1

Say we have the following code:

Lorem ipsum.
<input name="test1">
<input name="test2"> Lorem ipsum some long text possibly so long you lose your overview.
<input name="test3">
Lorem ipsum.

Now when I do

g/name="[^"]*"/p

the output will be:

<input name="test1">
<input name="test2"> Lorem ipsum some long text possibly so long you lose your overview.
<input name="test3">

My desired output is:

name="test1"
name="test2"
name="test3"

What's the quickest way to print out ONLY the match, not the entire matching line?

3
  • 1
    I use a version similar to that one here: vim.fandom.com/wiki/… Commented May 28, 2021 at 8:34
  • Note that p is actually the independent command :p ... with no knowledge of the pattern in :g. (Some people confuse it for something more like :s///p.) If you follow :g with a command that does what you want for a single line then :g will make sure it gets run on the range of lines.
    – B Layer
    Commented May 28, 2021 at 8:36
  • One idea I've had by now is :g/name="[^"]*"/norm "Aygn to append all matches to register a.
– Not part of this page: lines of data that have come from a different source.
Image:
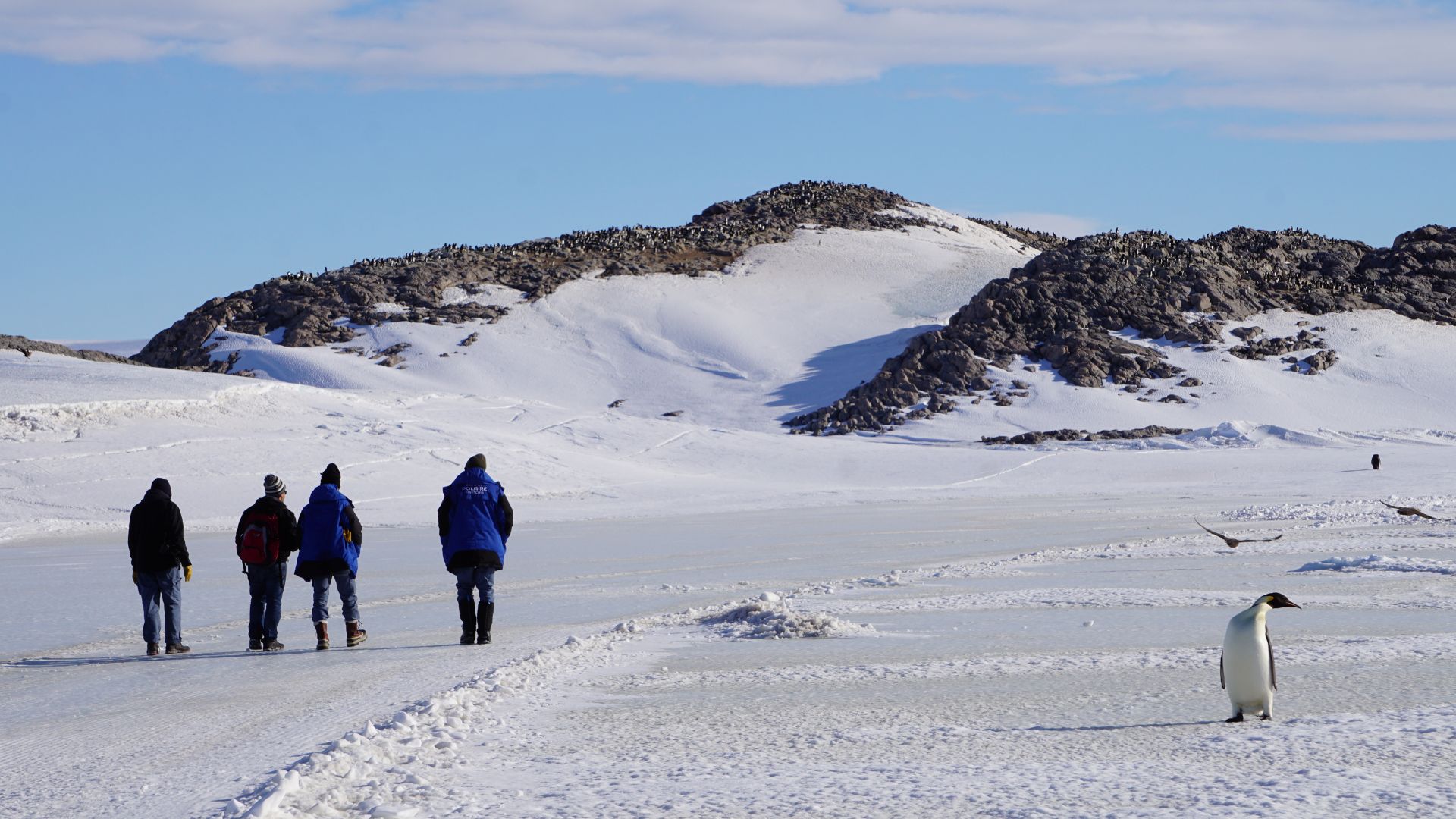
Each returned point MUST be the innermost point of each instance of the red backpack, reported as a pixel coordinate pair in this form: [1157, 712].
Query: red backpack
[259, 545]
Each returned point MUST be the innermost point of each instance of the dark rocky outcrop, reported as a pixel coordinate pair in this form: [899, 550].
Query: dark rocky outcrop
[308, 308]
[1082, 435]
[1260, 349]
[1066, 306]
[28, 346]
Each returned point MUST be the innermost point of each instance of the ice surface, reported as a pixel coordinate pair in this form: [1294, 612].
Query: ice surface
[976, 630]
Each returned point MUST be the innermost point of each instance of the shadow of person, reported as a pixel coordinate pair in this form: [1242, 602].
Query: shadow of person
[80, 662]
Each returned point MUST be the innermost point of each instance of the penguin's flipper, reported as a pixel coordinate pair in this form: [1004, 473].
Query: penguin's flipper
[1273, 682]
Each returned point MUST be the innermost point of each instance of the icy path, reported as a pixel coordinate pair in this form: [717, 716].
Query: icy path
[1022, 661]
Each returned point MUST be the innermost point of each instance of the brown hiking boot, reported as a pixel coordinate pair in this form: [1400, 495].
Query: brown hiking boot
[354, 634]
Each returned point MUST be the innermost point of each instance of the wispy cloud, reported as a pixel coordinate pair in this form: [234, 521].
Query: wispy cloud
[1362, 60]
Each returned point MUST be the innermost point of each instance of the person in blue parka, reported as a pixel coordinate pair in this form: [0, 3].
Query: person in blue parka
[475, 522]
[329, 544]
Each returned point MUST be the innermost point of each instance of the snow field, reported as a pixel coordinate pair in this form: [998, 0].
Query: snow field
[909, 624]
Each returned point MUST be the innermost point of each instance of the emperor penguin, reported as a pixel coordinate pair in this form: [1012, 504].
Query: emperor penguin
[1247, 665]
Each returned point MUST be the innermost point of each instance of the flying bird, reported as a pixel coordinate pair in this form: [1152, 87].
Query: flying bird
[1247, 665]
[1234, 542]
[1413, 510]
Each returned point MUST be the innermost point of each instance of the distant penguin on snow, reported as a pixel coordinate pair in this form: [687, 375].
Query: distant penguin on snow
[1247, 665]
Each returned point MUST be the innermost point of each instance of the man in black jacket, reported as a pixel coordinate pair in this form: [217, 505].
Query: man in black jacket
[159, 566]
[267, 535]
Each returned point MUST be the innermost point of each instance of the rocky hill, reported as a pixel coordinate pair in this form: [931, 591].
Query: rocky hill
[1065, 306]
[306, 308]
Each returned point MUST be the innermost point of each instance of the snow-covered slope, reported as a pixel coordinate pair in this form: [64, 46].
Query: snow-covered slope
[1033, 623]
[785, 328]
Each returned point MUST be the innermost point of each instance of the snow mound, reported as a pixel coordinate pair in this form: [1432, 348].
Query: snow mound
[1379, 563]
[770, 620]
[1341, 512]
[1247, 433]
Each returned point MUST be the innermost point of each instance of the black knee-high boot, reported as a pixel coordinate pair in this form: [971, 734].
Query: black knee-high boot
[466, 621]
[487, 617]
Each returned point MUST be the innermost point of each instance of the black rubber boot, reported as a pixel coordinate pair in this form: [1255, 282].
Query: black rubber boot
[484, 621]
[466, 621]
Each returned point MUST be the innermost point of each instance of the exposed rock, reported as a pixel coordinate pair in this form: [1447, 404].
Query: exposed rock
[1065, 306]
[1261, 349]
[414, 287]
[1082, 435]
[1030, 238]
[1320, 362]
[391, 356]
[28, 346]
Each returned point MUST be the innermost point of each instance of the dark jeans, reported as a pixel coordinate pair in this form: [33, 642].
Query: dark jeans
[471, 579]
[265, 588]
[347, 596]
[161, 595]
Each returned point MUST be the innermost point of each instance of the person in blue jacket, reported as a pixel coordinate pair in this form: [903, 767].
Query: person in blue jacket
[331, 537]
[475, 522]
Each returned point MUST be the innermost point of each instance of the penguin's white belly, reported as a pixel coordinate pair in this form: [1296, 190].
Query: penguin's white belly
[1247, 668]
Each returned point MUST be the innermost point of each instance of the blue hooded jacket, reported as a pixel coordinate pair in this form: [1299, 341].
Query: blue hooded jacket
[321, 528]
[472, 516]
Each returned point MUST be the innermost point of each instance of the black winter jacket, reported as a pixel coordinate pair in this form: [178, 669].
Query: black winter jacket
[287, 525]
[155, 534]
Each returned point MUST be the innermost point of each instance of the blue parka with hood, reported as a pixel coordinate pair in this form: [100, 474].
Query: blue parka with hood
[322, 523]
[475, 522]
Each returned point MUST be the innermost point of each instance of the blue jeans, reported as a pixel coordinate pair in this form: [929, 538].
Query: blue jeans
[265, 589]
[161, 592]
[347, 596]
[471, 579]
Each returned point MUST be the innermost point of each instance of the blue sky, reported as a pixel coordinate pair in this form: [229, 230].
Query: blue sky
[156, 153]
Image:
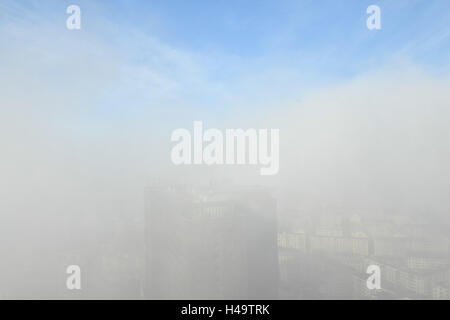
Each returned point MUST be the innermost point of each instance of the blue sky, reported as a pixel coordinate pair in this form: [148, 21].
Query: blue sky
[216, 54]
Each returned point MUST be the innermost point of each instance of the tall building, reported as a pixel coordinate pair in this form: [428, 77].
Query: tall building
[210, 244]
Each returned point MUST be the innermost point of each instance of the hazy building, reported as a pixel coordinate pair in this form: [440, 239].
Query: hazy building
[210, 244]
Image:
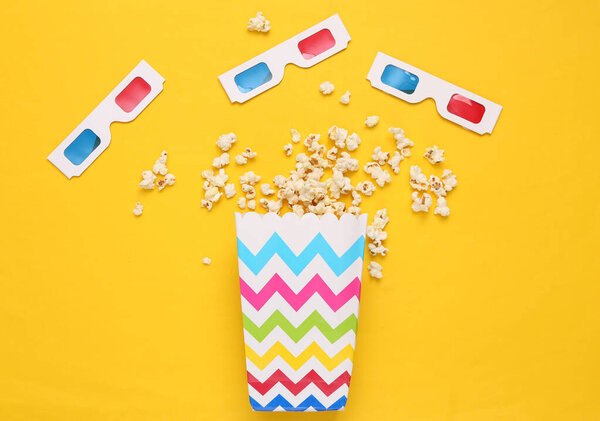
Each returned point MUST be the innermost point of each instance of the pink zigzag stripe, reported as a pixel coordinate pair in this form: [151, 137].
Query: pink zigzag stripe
[316, 284]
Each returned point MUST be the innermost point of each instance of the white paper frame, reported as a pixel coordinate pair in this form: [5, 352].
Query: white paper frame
[438, 89]
[100, 119]
[283, 54]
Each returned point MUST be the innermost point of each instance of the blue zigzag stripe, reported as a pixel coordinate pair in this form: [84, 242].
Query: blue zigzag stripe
[309, 402]
[318, 245]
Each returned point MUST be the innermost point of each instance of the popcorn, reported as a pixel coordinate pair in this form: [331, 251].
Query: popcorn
[441, 207]
[375, 270]
[449, 180]
[379, 156]
[418, 180]
[394, 162]
[352, 142]
[338, 135]
[147, 182]
[380, 175]
[372, 120]
[221, 161]
[421, 204]
[266, 189]
[366, 187]
[249, 178]
[295, 135]
[434, 155]
[139, 208]
[436, 186]
[259, 23]
[160, 166]
[230, 190]
[226, 141]
[326, 88]
[345, 99]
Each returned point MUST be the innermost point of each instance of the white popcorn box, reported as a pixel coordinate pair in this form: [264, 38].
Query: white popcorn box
[300, 280]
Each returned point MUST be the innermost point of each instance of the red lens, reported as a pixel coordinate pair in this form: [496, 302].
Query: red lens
[466, 108]
[133, 94]
[316, 44]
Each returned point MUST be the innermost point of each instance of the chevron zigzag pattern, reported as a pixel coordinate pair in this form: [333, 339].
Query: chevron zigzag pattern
[300, 334]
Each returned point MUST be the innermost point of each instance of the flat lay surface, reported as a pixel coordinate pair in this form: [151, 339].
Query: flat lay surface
[488, 314]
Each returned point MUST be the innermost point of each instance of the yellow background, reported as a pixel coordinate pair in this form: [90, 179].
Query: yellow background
[489, 315]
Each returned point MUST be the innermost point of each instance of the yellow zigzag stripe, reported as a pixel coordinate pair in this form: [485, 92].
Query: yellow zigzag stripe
[313, 350]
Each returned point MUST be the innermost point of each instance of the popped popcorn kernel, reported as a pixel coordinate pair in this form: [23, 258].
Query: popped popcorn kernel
[441, 207]
[345, 99]
[229, 190]
[375, 270]
[138, 209]
[421, 204]
[221, 161]
[372, 120]
[147, 182]
[160, 166]
[326, 88]
[259, 23]
[449, 180]
[226, 141]
[434, 155]
[418, 180]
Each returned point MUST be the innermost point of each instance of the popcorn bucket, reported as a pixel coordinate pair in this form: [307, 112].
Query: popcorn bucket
[300, 283]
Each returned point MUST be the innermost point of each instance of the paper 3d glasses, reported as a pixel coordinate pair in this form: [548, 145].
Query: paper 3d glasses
[414, 85]
[304, 50]
[92, 136]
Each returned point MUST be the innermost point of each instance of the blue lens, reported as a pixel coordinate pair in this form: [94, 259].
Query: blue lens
[82, 146]
[253, 77]
[400, 79]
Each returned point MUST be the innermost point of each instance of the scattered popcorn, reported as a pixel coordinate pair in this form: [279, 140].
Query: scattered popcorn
[229, 190]
[394, 162]
[372, 120]
[249, 178]
[375, 270]
[221, 161]
[326, 88]
[259, 23]
[379, 156]
[449, 180]
[226, 141]
[441, 207]
[434, 155]
[352, 142]
[147, 182]
[139, 208]
[160, 166]
[418, 180]
[380, 175]
[366, 188]
[421, 204]
[345, 99]
[436, 186]
[266, 189]
[338, 135]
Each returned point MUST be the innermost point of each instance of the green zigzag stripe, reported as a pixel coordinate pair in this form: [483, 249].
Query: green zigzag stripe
[297, 333]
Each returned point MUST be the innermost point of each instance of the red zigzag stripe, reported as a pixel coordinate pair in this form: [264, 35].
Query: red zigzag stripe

But sadly, this only works if there is at most 1 match in the line.
    – MiK
    Commented May 28, 2021 at 13:57

2 Answers 2

3

Another approach is to use the following command:

g/name="[^"]*"/echo matchstr(getline('.'), @/)
0

Be on a system with GNU Grep installed, then do:

:w !grep -o 'pattern'

The space between :w and !grep is important, because w!grep... means force-write to the file named grep ... even if it exists and is read-only.

Without using an external tool, what we can do is use a Vi implementation with decent "undo powers", like Vim. Then simply edit the buffer to show the same information. Then undo the edits when done looking at the results.

One way would be in place. First, globally delete the lines not containing the pattern:

:v/pattern/d

Then, within the remaining lines, replace everything by just the pattern:

:%s/.*\(pattern\).*/\1/

Depending on why you want to isolate just the matches, you might find this step is unnecessary, because Vim highlights the matches for a pattern. If "highlight search" happens to be disabled, use:

:set hls

Other variations on this theme might involve copying everything into a different buffer.